Not only did the educators make an impact on the teachers and students, they influenced their host families as well. Michael and Deborah Fripp, members of Congregation Kol Ami in Flower Mound, hosted two teachers, who taught the fourth- and fifth-grade classes at Kol Ami Religious School.
Michael said having them in their home was especially meaningful for their three young children, who now have a deeper connection to Israel.
“We learned so much from them and they helped bring out the joy in Judaism,” he said. “Our kids learned about the culture of Israel. We plan on staying in touch with them as a family, and Kol Ami plans to keep its partnership with them. They helped transform Israel from a physical place kids read about to someplace that’s real.”
Local educators reflect on their experience with Israeli teachers
Throughout their five days in Dallas, the delegation of Israeli educators visited local Jewish schools and had a lasting effect on students and teachers. The plan is to continue working with them so American and Israeli students can learn more about each other.
The educators also interacted with American teachers to share ideas of how to make classroom lessons effective and bring Israel directly to American students.

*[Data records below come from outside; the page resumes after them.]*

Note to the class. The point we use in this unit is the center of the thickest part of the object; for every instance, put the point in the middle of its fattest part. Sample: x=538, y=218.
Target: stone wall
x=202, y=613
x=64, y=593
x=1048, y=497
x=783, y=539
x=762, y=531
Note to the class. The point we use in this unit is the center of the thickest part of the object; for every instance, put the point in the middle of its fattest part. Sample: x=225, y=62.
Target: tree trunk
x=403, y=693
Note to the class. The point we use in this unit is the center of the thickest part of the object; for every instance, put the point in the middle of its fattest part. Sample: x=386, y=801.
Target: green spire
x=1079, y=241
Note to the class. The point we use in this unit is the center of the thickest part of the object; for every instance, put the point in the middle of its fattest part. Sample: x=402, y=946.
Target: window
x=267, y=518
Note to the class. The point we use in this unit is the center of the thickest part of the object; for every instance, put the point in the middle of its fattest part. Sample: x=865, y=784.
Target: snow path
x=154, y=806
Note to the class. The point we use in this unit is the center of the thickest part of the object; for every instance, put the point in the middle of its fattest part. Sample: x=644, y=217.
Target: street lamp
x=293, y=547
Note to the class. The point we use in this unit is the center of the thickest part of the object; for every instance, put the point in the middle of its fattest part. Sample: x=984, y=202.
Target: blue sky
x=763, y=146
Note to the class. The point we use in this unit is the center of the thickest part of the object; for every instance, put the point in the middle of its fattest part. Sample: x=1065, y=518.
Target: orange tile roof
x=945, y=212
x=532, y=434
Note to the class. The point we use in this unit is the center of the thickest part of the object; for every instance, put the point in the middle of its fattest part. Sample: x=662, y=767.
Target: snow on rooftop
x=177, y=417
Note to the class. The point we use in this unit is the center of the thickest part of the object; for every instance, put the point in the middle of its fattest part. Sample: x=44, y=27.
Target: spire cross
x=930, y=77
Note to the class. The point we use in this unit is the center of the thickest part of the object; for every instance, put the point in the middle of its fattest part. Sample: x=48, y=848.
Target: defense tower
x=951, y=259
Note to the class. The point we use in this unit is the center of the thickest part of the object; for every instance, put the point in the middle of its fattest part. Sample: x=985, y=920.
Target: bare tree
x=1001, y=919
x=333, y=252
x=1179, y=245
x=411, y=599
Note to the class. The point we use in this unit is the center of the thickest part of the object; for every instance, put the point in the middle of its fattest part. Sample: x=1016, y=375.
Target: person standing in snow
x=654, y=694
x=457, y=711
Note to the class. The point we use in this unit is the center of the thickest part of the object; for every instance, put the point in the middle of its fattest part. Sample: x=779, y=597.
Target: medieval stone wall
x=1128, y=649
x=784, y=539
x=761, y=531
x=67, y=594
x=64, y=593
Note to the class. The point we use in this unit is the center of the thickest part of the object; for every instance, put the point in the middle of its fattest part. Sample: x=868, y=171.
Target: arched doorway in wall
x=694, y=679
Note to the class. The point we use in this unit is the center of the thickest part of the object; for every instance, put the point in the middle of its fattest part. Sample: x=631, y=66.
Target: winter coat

Rabbi Zev Silver, head of school at Akiba Academy, said the Israeli teachers got a good sense of what Akiba is about and they were amazed that all denominations of Judaism can learn in one place, something that doesn’t happen too often in Israel.
He said they plan on videoconferencing with schools in Akko, and Akiba students will write letters to their Israeli counterparts.
“We don’t always have an understanding about the depths and breadths of the north region of Israel, and we want to expose our students to the beauty of eretz Yisrael,” he said. “Anytime you bring in people from Israel, it’s wonderful. They were interactive and nice. Our students saw how excited our teachers were; it was impactful. We want to bring Israel to them in real ways, and this was an opportunity to do so. We hope that putting them together with us will enhance our children’s learning of Israel.”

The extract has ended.